Em uma rodovia, um motorista filma o painel da própria Mercedes a 96 km/h, em meio à trilha da eletrônica e dançante “The Main Room Party” que toca no rádio. “Ah, seria na Imigrantes, e o limite lá é de 100 km/h”, diz à reportagem o condutor. Além de cometer irregularidades no trânsito, ele também acumula duas pendências com a Justiça Criminal. Em ambas, acusado pelo Ministério Público de estelionato.

Este é o recém-nomeado vice-presidente do Detran de São Paulo, pelo governador Márcio França nesta quarta-feira, 5. Após contato da reportagem, o governo afirmou que irá tornar o ato sem efeito.

Além do vídeo em que filma o painel de seu veículo de luxo a toda velocidade, Carlos Augusto Galier a expõe de outros ângulos em suas redes sociais. “Mas isso foi em 2015, tem mais de dois anos”, justifica sobre a infração considerada gravíssima pelo órgão para o qual foi nomeado.

Ele diz ter sido indicado ao cargo por “mérito”. “A gente tem o merecimento, entendeu? E, como estava muito afastado para mim, onde eu estava trabalhando, em Ibiúna, onde tenho casa e escritório de advocacia, para mim fica mais viável em São Paulo. O que deu para encaixar foi isso daí”.

No Instagram e no Facebook, Galier também mostra fotos com amigos – entre eles, um ex-BBB -, em festas, baladas e na academia, onde exibe os braços tatuados.

Foi malhando os músculos que Galier se envolveu, em uma de suas ocorrências policiais, registrada no 1º DP de Taboão da Serra, na Grande São Paulo. À época, em 2016, era delegado do Procon em Ibiúna, interior de São Paulo.

A suposta vítima, Maurício Tadeu Sales, disse ter ouvido um boato na academia que frequentava segundo o qual estava na mira da Polícia por fraude ao seguro. Ele diz que pediu a Galier, que teria se apresentado como delegado, para que averiguasse sua situação. De acordo com Sales, causava temor o fato de que fora indenizado pelo seguro após registrar Boletim de Ocorrência pelo roubo de seu antigo automóvel.

Segundo Sales, o recém-nomeado vice do Detran teria dito a ele que, de fato, era investigado, porque a polícia tinha em sua posse dois CDs nos quais continham imagens que provavam que seu carro não estava no local do suposto roubo.

Por motivo que não quis esmiuçar às autoridades, Sales disse ter topado uma exigência de Galier para fazer “morrer” a investigação: pagar R$ 25 mil a dois policiais.

A suposta vítima diz ter dirigido até a delegacia junto de “Caca”, como era apelidado Galier, e que o recém-nomeado do Detran entrou no local e voltou com uma foto sua e o número do Boletim de Ocorrência afirmando que a investigação, de fato existia. A foto de Galier ficou registrada na portaria do DP.

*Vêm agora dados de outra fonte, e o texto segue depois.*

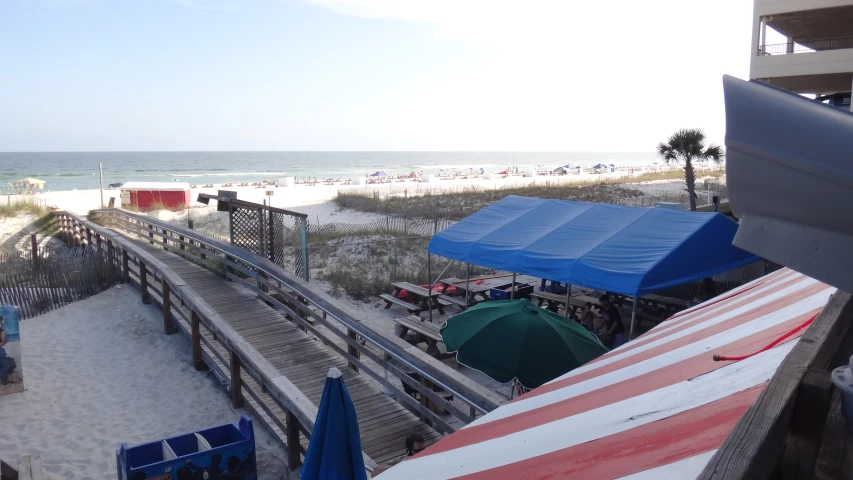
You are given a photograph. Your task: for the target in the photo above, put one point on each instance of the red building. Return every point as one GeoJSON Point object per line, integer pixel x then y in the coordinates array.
{"type": "Point", "coordinates": [148, 195]}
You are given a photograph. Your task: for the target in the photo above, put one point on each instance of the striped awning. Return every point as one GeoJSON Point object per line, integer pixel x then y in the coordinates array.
{"type": "Point", "coordinates": [657, 407]}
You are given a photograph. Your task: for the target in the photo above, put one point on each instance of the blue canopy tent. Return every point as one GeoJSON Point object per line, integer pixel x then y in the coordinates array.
{"type": "Point", "coordinates": [626, 250]}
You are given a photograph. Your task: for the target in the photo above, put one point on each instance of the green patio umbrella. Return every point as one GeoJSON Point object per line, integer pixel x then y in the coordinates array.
{"type": "Point", "coordinates": [516, 339]}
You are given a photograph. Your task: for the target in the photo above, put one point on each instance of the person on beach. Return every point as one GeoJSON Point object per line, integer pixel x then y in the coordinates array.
{"type": "Point", "coordinates": [615, 335]}
{"type": "Point", "coordinates": [4, 374]}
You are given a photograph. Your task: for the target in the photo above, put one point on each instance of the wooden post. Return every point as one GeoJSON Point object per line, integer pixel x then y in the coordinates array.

Nas investigações, constam, além dos saques e de imagens de Galier na delegacia, um áudio em que uma voz atribuída a ele pelo Ministério Público e pela Polícia, fala sobre os valores com Sales. Já o recém-nomeado vice do Detran afirmou à Polícia que emprestou dinheiro a Sales e que queria recebê-lo de volta.

Ele disse que “pelo fato de Maurício acreditar que policiais estariam cobrando alguma quantia para deixar de dar continuidade e algum procedimento, viu ali a oportunidade de reaver os valores outrora emprestados para Sales e alimentou a história que este acreditava.

Ainda afirmou às autoridades que “deixou a entender que estavam pedindo dinheiro em troca de benefícios, se deu conta da besteira que fez, mas não tinha como voltar atrás”.

Para o Ministério Público, em denúncia oferecida em junho de 2016, Carlos Augusto Galier “indiretamente confessou os fatos imputados, posto que, afirmou que jamais se apresentou como delegado e jamais pegou qualquer quantia em dinheiro da vítima”. O processo está em fase de alegações finais.

À reportagem, Galier nega a acusação. “Esse é uma pessoa que não tem prova nenhuma. É uma coisa que é a palavra dele. Como a gente é meio político, as pessoas querem aparecer e envolver as pessoas para ficar famosas, entendeu?”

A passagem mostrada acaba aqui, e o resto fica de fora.